What are the key unresolved questions about GPR174 biology?

Several key questions about GPR174 biology remain unresolved:

• Definitive signaling pathways: Resolving the contradictory reports about which G protein pathways (Gαs, Gαi, Gα12/13) are engaged by GPR174 in different cell types and contexts .

• Comprehensive ligand identification: Confirming whether CCL19 and CCL21 are genuine ligands for GPR174 in addition to lysoPS, and identifying any other potential physiological ligands .

• Role in different immune cell subsets: While effects on B cells and Tregs have been studied, the function of GPR174 in other immune cell populations remains less explored.

• Mechanism of action in sepsis: Clarifying why GPR174 deficiency is protective in mouse sepsis models while decreased GPR174 mRNA correlates with worse outcomes in human sepsis patients .

• Structure-function relationship: Determining the structural basis for GPR174 ligand binding and G protein coupling selectivity.

• Therapeutic potential: Evaluating whether GPR174 modulation could be therapeutically beneficial in autoimmune diseases or sepsis, and developing specific agonists or antagonists.

How might single-cell technologies advance our understanding of GPR174 function?

Single-cell technologies offer several opportunities to advance GPR174 research:

• Cell-specific expression patterns: Single-cell RNA sequencing can provide higher resolution mapping of GPR174 expression across immune cell subsets and activation states, revealing potentially important expression patterns missed by bulk analysis.

• Heterogeneous responses: Single-cell analysis of GPR174-dependent signaling could reveal heterogeneity in responses even within seemingly homogeneous cell populations.

• Trajectory analysis: Single-cell trajectory analysis could help determine how GPR174 influences cell fate decisions or developmental pathways, particularly in B cell and T cell lineages.
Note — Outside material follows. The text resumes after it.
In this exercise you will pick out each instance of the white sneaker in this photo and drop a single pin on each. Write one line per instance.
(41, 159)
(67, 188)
• Spatial context: Spatial transcriptomics could reveal the importance of GPR174 expression in specific tissue microenvironments, potentially explaining context-dependent functions.

• Protein-level analysis: Single-cell proteomics and phosphoproteomics could map GPR174-dependent signaling networks with unprecedented resolution, helping to resolve contradictory findings about downstream pathways.

• Genetic perturbation screening: Combining CRISPR screening with single-cell readouts could identify novel genes that interact with GPR174 signaling pathways.